Unless you’re European. Then driving manual is considered basic life skill like riding a bike.
Me on Micro
100% Micro. Unless you’re only - and mean ONLY - living in the terminal, why would you want all your desktop and terminal shortcuts different from one another?!
Average vim user: vim is easy.
Also average vim user: literally hours of reading tutorial pages on how to use vim.
It is easy, though? I cannot even use it correctly. I just know some of the commands and that if you hold down shift it goes backwards.
Vim (or emacs, or any other advanced text editor) is much easier to use than nano when you need to do something more complex than type couple of lines.
And how often does that happen in the real world?
VIM may have been a very useful tool 20 or 30 years ago, but today it’s nothing else but a tool for one’s sense of superiority. It’s the vinyl of editors.
If you have to type that much code in a terminal, your infrastructure is outdated. Simple as that.
Every day in my case, except holidays.
You seem to believe that people only use the terminal if they HAVE to. I doubt anybody these days HAS to type any amount of code in the terminal, but choose to anyway. Like probably anyone else I have access to modern tools and infrastructure, but I choose to do work in the terminal because I’m more productive there. I use (neo)vim because I like it more than any other text editor I’ve used, and have no problem writing code and debugging in the terminal.
You’re using the terminal, because you’re used to it. It is not the better tool, it’s simply what you happen to know already.
People who argue with productivity because of some key bindings live in the world of the 80s. You don’t just sit there and type code 12h a day, that’s not how modern software development works.
And all those blockheads down voting me are caught up in their weird superiority complex. They are the powerful superhackers, and don’t understand that we are just highly qualified plumbers.
I’m actually fairly young and wasn’t around in the 80s. I graduated college with a CS degree in the past 5 years, where I was exposed to many different tools and software. What did I come out of that experience with? I like the terminal more than any IDE I had to use in any class.

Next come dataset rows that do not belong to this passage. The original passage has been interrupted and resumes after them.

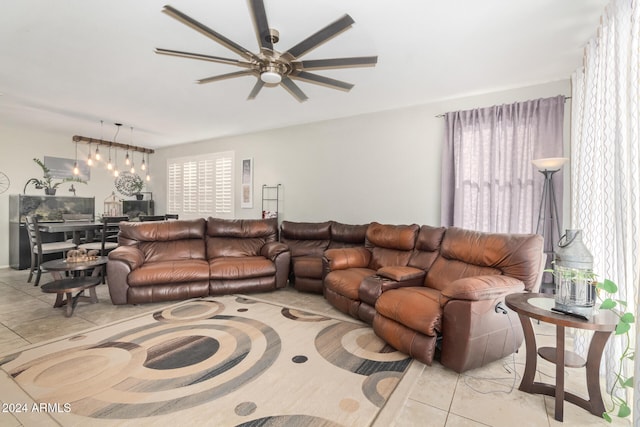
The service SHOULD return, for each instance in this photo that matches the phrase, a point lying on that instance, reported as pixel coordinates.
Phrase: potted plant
(47, 182)
(618, 390)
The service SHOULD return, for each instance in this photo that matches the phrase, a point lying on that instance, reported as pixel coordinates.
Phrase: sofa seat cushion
(162, 272)
(234, 268)
(417, 308)
(347, 282)
(307, 267)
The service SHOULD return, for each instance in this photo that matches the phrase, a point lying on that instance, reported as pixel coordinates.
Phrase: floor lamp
(548, 219)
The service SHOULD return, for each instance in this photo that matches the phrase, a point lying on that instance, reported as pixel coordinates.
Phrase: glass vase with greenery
(47, 182)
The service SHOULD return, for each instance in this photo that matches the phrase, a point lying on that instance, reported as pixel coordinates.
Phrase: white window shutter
(201, 186)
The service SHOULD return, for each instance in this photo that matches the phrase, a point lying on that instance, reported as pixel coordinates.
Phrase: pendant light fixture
(98, 156)
(133, 165)
(115, 165)
(148, 168)
(109, 164)
(89, 159)
(133, 168)
(76, 170)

Now in the real world, we don’t always get to use our favorite tools for every task, obviously. I do need to use other, more enterprise, software from time to time for work. But whenever possible I go to the terminal because I’m faster there, and I can quickly automate things.
I’m not saying the terminal is the best tool for every job, I’m just saying it is the best for ME. Notice I’m also not putting down other tools here. It seems to me like you might be the one with a superiority complex.
No, I’d argue you simply didn’t want to invest in the other tools.
Think about it, you probably spent hours on customizing and automating vim, and then say you’re faster in that. Well, that’s called a habit.
IDE are objectively more powerful and since you can actually see options and navigate quickly, you don’t need to memorize every obscure feature.
All the terminal editor enthusiasts are actively holding us back, because they insist everything outside vim is garbage for enterprise and kiddies.
If your tool of choice is actively hostile to new users for no reason other than “that’s how it’s always been, and thus it’s better”, well then you’re digging a moat to automate your gatekeeping.
vim + terminal is actually objectively more powerful than any IDE, and most IDEs include a way to pull up a terminal as a crutch for things they can’t do. In any case It seems you can’t be reasoned with. Your argument is just a strawman about what you say other people are saying.
I’ve come to the conclusion, people who use vim just continue to do so out of a stubborn sense of pride for finally learning the key combinations.
I mean, yeah, kind of. In the same way pilots fly planes out of a stubborn sense of pride for knowing what all the flight deck controls do.
I am faster, more comfortable, and more productive in Vim. I use the same keybindings in all my editors and IDEs. It’s okay for people to have different preferences.
I honestly learned it just because I hated having to change hand position to use a mouse.